Data and Money Collection Standards

Collecting Personal Information

If units wish to use online forms to collect personally identifying information from your site visitors (name, address, phone number, email address, etc.), you must do so in compliance with the Georgia Tech Privacy Policy and European Union General Data Protection Regulations  (official European Union regulation site).  You must also make sure that you control access to the data you collect in accordance with the Georgia Tech Data Access Policy.

Some basic guidelines units must follow:

  • All web forms requesting personal data (sensitive or otherwise) must be hosted on an approved forms service or a Georgia Tech web server

    • Unapproved outside forms services (e.g. Google forms) cannot be used when collecting personal data.

    • While unit websites can be used for basic forms, please consider using the campus licensed Qualtrics service whenever possible, as it provides very flexible form customization and is already set up to run under SSL.

  • Any server or service hosting such a form must be running SSL data encryption (i.e. the server URL should start with https://)

    • Please contact the IAC web developer to make sure that the hosting you have selected supports SSL and learn how to make sure it is enabled on your hosting account.

  • Never ask for sensitive information on any form.  Sensitive information includes social security numbers, credit card numbers, birthdates, and also the following items defined as sensitive data by the European Union:

    1. Personal data revealing racial or ethnic origin, political opinions, religious or philosophical beliefs
    2. Trade-union membership
    3. Genetic data, biometric data processed solely to identify a human being
    4. Health-related data
    5. Data concerning a person’s sex life or sexual orientation

    If faculty have a bona fide need to ask one or more of these questions in connection with official research, they should get approval through their normal channels for approving research involving human subjects.

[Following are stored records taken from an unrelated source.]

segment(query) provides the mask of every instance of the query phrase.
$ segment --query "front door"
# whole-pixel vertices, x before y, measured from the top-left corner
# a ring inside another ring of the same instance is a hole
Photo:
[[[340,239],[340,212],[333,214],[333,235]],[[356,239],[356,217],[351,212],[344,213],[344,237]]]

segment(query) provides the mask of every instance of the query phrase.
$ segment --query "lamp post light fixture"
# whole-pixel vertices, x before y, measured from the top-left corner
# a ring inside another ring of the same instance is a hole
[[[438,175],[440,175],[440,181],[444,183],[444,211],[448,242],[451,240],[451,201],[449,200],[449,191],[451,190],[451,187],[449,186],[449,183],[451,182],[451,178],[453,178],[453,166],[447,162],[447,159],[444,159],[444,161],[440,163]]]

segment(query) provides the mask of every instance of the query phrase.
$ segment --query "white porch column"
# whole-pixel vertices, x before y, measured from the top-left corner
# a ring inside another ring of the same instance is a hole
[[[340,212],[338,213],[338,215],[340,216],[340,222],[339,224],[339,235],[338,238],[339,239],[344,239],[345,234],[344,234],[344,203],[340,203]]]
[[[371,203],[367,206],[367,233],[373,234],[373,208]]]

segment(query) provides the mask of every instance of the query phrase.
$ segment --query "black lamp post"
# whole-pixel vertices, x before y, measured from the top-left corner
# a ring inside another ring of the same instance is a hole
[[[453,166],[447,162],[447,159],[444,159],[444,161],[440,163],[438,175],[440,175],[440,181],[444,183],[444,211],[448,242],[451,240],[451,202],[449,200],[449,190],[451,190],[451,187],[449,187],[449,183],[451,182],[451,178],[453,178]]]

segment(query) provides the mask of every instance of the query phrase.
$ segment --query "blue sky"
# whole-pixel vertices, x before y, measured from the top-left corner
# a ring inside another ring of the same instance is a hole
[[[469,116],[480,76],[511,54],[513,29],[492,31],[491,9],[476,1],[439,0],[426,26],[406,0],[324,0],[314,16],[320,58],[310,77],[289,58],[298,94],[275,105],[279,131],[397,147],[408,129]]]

Collecting Fees for Events and Services

All electronic payment transactions must be handled through the approved payment processing marketplace that is managed by the Bursar's office.  Institute policy prohibits the use of unit websites (campus hosted or otherwise) or outside payment processors (e.g. PayPal, EventBrite, etc.) to collect any kind of electronic payment, including but not limited to credit card payments.  It is acceptable to host a registration form on your website to collect general information and then send the user to the official payment marketplace to collect their money, but you must make sure you are following proper data security and privacy policies practices if you choose to collect user information on your own website (see the next section).